Motorcycle riding tips
There’s no getting around it: four-wheeled vehicles are massive metal beasts; motorcycles are not. When collisions happen, motorcycles and their riders get the worst of it, regardless of who’s at fault.
In 2016 alone, the Metro Manila Accident Recording and Analysis System posted 218 motorcycle deaths and 23,105 injuries.
And despite these figures and the ever-present dangers from distracted, impatient, or drunk motorists/fellow riders, pot holes, and traffic snarls—riders still take to the road.
Every rider will confirm that a motorcycle is not simply a means to get from point A to point B. There’s the sense of freedom and the ability to get to their destinations quickly and to escape traffic snarl-ups.
They also take pleasure in their ability to easily maneuver through traffic and weave in and out of through different lanes, something that a responsible rider will not do since this could pose a danger to other motorists and riders.
A responsible rider must be able to expect the unexpected and do everything in his/her power to make the trip as safe as possible.
As we all strive to become better, safer and more reliable riders, these are some of the basic tips that should be known to anyone who realizes the importance of safety on a motorcycle:
Helmet. Here in the Philippines, there’s a law—Republic Act 10054—passed in 2010 that mandates all motorcycle riders (yes, including police officers) to wear while riding Philippine Standard- or Import Commodity Clearance-compliant motorcycle helmets (and not the type meant for skating, baseball, combat or mountain biking).
In fact, there’s a penalty for not wearing or donning a law-compliant helmet: a fine of P1,500 for the first offense, P3,000 for the second offense, P5,000 for the third offense, and P10,000 plus confiscation of the driver’s license for the fourth and succeeding offenses.

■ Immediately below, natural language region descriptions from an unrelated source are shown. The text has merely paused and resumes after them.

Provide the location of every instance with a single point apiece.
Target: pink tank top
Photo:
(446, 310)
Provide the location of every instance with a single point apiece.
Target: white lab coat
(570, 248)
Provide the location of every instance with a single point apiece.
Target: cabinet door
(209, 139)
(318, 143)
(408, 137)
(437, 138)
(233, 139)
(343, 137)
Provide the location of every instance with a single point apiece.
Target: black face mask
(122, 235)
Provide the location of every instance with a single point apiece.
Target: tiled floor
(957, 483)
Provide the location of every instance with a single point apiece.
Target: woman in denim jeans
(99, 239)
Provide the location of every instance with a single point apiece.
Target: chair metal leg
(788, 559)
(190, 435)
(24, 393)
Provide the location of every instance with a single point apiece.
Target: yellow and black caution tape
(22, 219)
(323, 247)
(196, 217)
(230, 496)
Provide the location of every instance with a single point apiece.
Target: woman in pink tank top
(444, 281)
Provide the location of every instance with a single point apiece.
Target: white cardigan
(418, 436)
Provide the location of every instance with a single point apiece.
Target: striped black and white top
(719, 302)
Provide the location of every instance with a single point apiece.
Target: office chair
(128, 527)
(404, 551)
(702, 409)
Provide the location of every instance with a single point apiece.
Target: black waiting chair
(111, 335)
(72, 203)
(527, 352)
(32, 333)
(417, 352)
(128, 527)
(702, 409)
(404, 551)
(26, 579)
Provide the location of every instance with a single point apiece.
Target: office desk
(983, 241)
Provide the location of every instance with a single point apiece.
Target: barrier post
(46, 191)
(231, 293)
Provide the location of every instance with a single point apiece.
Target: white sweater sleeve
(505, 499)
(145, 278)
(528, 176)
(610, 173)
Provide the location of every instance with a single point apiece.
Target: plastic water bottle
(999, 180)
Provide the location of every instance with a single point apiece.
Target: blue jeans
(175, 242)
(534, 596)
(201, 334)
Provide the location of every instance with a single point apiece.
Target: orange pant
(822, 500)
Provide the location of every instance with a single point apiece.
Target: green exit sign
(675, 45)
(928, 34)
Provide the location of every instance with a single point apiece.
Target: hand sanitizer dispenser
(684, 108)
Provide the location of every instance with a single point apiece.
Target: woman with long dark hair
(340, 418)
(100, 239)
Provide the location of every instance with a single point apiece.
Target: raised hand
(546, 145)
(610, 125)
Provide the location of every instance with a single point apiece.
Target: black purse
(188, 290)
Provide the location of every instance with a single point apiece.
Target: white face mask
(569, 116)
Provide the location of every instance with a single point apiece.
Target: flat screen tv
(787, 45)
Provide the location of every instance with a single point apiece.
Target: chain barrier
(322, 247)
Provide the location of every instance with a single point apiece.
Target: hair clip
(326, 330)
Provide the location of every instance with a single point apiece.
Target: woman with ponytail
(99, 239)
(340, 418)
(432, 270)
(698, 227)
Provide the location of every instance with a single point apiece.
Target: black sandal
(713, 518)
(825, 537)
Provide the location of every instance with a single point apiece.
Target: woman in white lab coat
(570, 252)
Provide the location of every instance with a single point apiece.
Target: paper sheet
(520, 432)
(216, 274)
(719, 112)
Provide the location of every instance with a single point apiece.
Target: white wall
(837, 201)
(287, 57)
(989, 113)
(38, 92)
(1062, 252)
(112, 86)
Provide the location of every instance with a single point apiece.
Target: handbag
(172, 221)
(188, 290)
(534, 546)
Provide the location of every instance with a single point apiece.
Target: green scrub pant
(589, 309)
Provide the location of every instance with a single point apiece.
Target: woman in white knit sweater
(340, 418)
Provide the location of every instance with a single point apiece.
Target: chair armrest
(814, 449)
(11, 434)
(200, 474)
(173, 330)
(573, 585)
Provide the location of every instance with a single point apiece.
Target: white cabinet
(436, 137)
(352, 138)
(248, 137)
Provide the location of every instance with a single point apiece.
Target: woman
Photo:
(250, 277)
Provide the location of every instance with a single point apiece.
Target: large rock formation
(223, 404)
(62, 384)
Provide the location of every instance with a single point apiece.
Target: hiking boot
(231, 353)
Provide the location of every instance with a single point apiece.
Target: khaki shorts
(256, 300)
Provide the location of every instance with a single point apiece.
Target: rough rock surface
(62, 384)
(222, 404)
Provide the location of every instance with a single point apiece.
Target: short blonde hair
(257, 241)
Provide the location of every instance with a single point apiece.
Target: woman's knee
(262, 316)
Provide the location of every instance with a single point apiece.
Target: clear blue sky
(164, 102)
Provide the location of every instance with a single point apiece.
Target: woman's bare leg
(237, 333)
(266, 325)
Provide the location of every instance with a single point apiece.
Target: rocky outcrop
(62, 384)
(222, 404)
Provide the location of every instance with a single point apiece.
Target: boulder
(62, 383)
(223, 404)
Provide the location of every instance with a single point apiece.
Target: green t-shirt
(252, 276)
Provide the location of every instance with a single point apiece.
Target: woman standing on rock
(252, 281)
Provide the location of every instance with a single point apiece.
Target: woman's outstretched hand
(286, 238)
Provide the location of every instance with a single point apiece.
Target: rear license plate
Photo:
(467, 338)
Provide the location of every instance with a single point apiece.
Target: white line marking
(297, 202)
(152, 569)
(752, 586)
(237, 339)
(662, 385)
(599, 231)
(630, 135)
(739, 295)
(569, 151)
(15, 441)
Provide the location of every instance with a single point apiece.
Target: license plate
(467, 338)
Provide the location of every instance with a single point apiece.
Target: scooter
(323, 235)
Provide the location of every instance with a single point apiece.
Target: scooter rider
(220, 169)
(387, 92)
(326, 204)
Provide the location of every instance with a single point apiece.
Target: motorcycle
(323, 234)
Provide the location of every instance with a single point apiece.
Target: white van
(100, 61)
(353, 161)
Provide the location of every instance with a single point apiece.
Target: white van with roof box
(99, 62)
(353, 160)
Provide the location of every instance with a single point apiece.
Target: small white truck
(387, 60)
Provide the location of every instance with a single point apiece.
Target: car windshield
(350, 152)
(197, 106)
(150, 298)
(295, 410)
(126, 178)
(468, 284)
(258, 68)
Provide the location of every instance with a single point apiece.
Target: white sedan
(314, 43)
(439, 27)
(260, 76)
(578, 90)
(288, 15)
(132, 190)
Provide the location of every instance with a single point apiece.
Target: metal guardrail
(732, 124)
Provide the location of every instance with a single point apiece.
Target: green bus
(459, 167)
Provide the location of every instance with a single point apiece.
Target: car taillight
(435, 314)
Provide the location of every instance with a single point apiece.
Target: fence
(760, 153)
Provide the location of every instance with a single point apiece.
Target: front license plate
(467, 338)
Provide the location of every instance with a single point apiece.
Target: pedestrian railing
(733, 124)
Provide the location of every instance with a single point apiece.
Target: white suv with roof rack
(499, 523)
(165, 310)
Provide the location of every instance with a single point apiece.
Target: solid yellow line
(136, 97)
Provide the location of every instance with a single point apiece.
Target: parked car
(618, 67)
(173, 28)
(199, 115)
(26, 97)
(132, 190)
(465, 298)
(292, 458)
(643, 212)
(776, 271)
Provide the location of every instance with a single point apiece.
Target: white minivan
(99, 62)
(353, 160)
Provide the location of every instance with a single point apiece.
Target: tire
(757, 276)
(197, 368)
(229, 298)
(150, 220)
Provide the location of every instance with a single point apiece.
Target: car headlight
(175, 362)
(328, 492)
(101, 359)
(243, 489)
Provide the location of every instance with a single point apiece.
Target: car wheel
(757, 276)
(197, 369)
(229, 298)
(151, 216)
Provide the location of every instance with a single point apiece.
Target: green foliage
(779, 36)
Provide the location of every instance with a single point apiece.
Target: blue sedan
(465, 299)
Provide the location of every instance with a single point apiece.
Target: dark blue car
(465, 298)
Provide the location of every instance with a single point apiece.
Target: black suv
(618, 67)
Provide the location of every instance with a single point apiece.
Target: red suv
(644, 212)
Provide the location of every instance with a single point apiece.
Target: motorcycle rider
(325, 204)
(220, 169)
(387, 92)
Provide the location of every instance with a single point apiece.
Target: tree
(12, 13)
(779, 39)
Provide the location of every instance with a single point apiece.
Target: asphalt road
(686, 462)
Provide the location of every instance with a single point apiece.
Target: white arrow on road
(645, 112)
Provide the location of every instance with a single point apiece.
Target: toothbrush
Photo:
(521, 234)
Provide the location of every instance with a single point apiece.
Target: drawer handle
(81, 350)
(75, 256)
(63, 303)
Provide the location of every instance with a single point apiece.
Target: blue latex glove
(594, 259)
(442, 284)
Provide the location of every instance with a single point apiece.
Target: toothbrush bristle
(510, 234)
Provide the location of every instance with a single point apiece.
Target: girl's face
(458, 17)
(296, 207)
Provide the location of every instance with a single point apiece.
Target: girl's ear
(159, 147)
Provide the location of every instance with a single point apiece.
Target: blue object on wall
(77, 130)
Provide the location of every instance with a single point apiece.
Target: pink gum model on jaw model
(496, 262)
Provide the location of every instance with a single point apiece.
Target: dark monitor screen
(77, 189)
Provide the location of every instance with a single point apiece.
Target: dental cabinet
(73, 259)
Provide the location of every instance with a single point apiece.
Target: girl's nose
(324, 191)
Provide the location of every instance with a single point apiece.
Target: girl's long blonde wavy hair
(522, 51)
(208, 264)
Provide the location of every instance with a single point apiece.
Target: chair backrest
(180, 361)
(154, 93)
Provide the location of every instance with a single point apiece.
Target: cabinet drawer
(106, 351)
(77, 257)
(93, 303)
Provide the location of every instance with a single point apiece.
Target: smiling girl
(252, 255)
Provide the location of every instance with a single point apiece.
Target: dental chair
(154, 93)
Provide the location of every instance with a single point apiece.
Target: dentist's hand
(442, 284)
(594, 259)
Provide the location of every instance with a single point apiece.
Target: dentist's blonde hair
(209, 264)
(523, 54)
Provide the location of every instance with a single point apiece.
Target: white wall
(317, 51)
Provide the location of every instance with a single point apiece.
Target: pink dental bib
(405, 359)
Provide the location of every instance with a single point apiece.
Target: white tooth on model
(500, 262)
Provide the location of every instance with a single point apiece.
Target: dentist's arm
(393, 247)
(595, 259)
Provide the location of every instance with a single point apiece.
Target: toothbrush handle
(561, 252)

There’s a reason why motorcycle helmets are mandated: we can’t predict when an accident will happen, and if the unfortunate does occur, a good helmet will distribute the force of an impact, protect the rider from various flying objects ranging from small insects to gravel, and stay tightly fixed on the motorcycle rider’s head to provide a modicum of protection even after the accident.
It is important to select a helmet that fits your head as perfectly as possible.
In order to wear your helmet comfortably, you should try helmets with different paddings.
You should also consider some other important features such as airflow and sound insulation (soundproofing).
Riding clothes/equipment. It may seem too ostentatious or bothersome to wear riding equipment—jacket, pants, gloves, protective padding, boots—when you are just going to a nearby supermarket.
But if you fall off your motorcycle and slide on the road or hit your head on the pavement, you’ll thank yourself for deciding to wear a complete gear.
Follow traffic rules. Most fatalities happen when riders decide to ignore simple traffic rules.
While operating a motorcycle requires different skills compared to driving a car, the laws of the road apply to every rider just the same.
A combination of consistent education, regard for traffic laws, and basic common sense can go a long way in helping reduce the amount of fatalities involved in motorcycle accidents on a yearly basis.
Be aware of motorists’ blind spots. Don’t assume that a driver can see you, as nearly two-thirds of motorcycle accidents are caused by a driver violating a rider’s right of way.
You should always ride with your headlights on (even during daytime).
Stay out of a driver’s blind spot (the area on the right side of the driver).
Signal well in advance of any change in direction or lane, and watch for turning vehicles.
Tires. Unlike cars, a motorcycle has only two wheels that the rider depends on. This is why the tires’ optimal condition must be maintained.
A worn-down tire poses a great safety risk so you should always know when it is time to buy a new set.
Moreover, you should always check your tires’ pressure (refer to manufacturer’s instructions) because this could lead to bursting or premature wearing.
Check overall condition. If you could find time adding decals or artworks to your motorcycles, the more you should invest in making sure your ride will not conk out, leaving you stranded in the middle of the road.
Making sure that your motorcycle is fit for the road is just as important as practicing safe riding.
Inspect the chain by spinning the rear wheel and check if it runs smoothly.
Check if there are any gasoline or oil leaks.
More importantly, see if all of the lights (signal, brakes) and other electronic equipment are working.
It is true that a motorcycle rarely offers any extra space for additional equipment, but try to find space for a first aid kit and tire repair kit, and even emergency lights or a signaling system. You never know when any of them might come in handy.
Find time to complete a formal riding education program. It’s not enough that you have secured a license to drive. A competent riding instructor will be able to impart riding techniques and street-riding strategies that can only enhance your safety on the road.
Be awake and ride sober. Don’t drink and ride as this will surely cause harm to yourself and others.
Additionally, fatigue and drowsiness can impair your ability to react, so make sure that you are well rested when you hit the road.
These are obviously just some of the basic tips you should consider to improve your safety as a motorcycle rider.
An important advice is to drive according to your abilities and with proper regard to road conditions.
Along with all of the above, another important part of safety on the road is experience.
Experience enables us to react in a proper way when faced with a dangerous situation.